"I think I know what you mean, child," she said. "But of course you are wrong. Utterly, hopelessly, pitiably wrong. He isn't that sort of a man. You should know that, dear."

"I don't underestimate him—far from that," said Louise. "It is just because he isn't that sort of a man, as you say, that I shrink from the thought of being unfair with him—of permitting him to do himself an injustice."

"But," said Laura, "he is not a cubbish, haphazard lad. He is a man—a real man. He knows and gauges the world. More and better than that, he knows himself. I should have difficulty in recalling the name of any man who knows his mind better than John Blythe does his."

"I know that, Laura," said Louise. "But his unselfishness is too fine a thing to be taken advantage of. He has made his way unaided. He has had a long fight. He will never cease to mount. Why should I hamper him?"

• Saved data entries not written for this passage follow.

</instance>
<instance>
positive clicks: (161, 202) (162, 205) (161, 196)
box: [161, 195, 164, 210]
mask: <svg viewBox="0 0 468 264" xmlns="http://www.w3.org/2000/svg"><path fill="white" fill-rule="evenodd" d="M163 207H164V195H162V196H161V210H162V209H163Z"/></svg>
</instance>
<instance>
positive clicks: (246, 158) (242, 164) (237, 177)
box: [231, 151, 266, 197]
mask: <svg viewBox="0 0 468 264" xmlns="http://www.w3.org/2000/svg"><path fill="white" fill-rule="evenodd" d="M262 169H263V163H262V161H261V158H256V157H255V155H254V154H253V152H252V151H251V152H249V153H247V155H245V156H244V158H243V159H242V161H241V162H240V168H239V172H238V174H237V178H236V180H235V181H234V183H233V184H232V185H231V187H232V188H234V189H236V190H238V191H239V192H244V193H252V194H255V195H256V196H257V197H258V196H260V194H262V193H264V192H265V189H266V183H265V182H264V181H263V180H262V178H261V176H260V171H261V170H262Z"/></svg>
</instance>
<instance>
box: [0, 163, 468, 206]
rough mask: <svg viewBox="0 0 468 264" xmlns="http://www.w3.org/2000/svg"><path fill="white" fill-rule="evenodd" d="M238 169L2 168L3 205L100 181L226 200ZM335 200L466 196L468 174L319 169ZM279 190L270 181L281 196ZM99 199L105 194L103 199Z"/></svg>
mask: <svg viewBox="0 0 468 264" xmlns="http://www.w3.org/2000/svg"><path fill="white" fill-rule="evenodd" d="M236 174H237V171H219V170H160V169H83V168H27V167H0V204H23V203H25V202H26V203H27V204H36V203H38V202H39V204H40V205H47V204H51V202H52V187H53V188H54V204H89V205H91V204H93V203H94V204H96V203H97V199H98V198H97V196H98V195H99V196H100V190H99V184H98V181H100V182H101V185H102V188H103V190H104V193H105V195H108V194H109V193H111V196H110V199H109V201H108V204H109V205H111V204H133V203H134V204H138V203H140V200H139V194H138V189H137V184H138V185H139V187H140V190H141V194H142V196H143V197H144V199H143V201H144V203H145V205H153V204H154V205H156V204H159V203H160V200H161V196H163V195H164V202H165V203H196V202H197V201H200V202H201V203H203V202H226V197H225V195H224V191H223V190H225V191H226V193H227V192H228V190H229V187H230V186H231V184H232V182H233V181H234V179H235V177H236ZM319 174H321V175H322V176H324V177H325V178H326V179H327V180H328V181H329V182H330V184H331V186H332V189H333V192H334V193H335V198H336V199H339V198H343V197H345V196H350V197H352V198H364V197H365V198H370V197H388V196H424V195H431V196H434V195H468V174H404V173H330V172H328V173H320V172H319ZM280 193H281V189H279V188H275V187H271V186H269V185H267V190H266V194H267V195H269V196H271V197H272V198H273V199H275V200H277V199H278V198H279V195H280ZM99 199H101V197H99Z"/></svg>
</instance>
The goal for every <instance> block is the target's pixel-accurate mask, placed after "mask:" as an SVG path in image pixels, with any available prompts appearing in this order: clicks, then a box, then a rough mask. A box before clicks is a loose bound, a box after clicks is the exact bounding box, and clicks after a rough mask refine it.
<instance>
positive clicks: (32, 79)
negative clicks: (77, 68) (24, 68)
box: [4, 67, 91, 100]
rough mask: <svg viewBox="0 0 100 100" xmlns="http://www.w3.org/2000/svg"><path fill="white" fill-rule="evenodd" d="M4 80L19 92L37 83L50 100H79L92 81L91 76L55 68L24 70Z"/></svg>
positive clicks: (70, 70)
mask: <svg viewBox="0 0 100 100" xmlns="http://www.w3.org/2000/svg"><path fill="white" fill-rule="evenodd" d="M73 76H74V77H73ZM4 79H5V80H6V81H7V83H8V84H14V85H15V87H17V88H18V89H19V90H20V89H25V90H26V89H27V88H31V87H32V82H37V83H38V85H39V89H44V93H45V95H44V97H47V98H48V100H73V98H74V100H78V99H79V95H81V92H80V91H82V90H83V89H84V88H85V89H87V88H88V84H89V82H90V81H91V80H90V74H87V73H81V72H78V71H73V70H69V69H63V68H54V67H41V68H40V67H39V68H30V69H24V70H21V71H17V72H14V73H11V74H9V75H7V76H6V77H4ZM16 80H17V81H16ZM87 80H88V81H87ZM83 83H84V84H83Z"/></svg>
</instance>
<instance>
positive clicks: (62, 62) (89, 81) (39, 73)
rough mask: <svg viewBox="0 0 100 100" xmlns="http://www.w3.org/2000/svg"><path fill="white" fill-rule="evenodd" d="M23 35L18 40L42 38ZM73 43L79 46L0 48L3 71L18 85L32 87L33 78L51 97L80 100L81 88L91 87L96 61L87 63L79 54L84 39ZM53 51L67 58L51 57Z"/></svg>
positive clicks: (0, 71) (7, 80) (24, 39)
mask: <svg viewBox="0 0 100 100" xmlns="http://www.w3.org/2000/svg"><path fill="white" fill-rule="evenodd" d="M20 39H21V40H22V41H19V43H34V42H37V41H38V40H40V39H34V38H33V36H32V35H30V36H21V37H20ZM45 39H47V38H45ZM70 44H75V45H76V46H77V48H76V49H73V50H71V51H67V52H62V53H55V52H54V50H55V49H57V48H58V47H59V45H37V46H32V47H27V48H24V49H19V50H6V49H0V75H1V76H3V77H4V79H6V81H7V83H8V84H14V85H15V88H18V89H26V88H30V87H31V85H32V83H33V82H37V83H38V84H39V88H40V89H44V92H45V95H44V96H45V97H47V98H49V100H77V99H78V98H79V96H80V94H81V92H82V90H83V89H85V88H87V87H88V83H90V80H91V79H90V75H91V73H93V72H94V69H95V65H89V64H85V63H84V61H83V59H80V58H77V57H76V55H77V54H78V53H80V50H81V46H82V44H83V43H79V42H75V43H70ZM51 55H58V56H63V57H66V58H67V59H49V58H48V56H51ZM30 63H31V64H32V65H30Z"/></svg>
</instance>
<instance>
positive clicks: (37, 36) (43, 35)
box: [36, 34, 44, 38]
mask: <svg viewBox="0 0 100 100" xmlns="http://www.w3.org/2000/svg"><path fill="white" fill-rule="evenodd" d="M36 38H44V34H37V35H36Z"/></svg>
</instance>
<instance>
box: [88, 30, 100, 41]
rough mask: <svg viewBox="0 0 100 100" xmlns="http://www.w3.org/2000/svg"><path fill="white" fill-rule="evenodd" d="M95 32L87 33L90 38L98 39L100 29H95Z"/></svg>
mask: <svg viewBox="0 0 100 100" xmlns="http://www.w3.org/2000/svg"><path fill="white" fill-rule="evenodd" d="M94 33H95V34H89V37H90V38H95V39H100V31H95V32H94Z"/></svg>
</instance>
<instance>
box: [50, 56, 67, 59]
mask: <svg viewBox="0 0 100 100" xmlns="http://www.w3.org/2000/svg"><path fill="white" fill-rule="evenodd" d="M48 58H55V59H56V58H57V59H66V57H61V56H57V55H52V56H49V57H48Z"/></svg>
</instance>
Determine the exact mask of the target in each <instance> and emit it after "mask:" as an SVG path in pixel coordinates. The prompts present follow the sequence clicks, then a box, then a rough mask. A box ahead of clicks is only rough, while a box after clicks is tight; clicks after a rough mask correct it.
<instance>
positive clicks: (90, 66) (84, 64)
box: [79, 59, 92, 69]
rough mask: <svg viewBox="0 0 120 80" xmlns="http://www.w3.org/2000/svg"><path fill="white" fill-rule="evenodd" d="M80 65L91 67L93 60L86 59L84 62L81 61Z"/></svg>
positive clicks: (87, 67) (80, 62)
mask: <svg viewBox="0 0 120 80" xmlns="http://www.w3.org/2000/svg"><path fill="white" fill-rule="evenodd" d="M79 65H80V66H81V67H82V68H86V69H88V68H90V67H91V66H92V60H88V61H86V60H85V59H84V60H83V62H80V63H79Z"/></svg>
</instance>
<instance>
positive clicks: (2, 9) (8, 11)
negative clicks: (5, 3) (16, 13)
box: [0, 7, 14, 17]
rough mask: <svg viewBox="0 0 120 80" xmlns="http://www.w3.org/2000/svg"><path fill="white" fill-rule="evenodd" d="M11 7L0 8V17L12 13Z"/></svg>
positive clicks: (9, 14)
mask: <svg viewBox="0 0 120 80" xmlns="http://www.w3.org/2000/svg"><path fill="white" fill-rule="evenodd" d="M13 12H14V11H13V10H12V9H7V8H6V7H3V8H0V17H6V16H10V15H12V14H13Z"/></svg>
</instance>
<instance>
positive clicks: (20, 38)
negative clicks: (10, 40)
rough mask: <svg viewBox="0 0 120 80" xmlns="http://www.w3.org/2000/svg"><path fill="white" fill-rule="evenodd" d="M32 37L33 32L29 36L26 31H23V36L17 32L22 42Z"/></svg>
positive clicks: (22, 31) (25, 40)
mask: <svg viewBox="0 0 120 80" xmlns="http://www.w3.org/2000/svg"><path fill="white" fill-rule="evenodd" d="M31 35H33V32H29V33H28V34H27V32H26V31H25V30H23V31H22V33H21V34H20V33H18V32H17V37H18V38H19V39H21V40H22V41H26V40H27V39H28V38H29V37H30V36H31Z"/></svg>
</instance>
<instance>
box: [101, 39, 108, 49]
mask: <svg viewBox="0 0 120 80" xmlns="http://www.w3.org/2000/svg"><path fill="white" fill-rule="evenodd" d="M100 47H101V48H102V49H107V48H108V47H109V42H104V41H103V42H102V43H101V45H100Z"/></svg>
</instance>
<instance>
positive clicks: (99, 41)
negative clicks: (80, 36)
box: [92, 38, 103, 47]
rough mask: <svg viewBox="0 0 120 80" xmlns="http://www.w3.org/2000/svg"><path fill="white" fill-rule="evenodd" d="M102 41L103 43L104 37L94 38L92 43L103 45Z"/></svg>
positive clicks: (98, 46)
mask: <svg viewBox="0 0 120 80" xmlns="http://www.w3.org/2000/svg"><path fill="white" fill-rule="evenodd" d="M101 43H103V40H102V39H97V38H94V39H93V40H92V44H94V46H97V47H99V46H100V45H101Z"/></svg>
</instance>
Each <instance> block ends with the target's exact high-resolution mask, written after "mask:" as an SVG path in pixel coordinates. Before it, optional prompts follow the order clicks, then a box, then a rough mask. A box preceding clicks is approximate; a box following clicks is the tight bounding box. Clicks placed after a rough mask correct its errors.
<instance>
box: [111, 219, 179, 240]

"Hamper him!" exclaimed Laura. "Child, how can the woman a man loves hamper him?"

"Your partiality causes you to generalize, dear," said Louise. "My case—our case, if you will—is entirely different." She took a turn up and down the room and then confronted Laura calmly. "Don't you know what the world—his world—would say if he married me?"

Laura shrugged impatiently.

"The 'They Sayers'!" she exclaimed. "The 'They Sayers' say this, they say that, they say the other thing. And what does their 'They-Saying' amount to?"

"It would amount to nothing at all in his estimation—I am only too sure of that," replied Louise. "But a man who is making his way in the world must even take heed of the 'They-Sayers,' as you call them. He cannot ignore them. His unselfish impulse would be, not only to ignore them, but to flaunt them; and all on my account. It would, I think, be simply contemptible for me to permit him to do that."

Laura studied for a moment, then shook her head despairingly.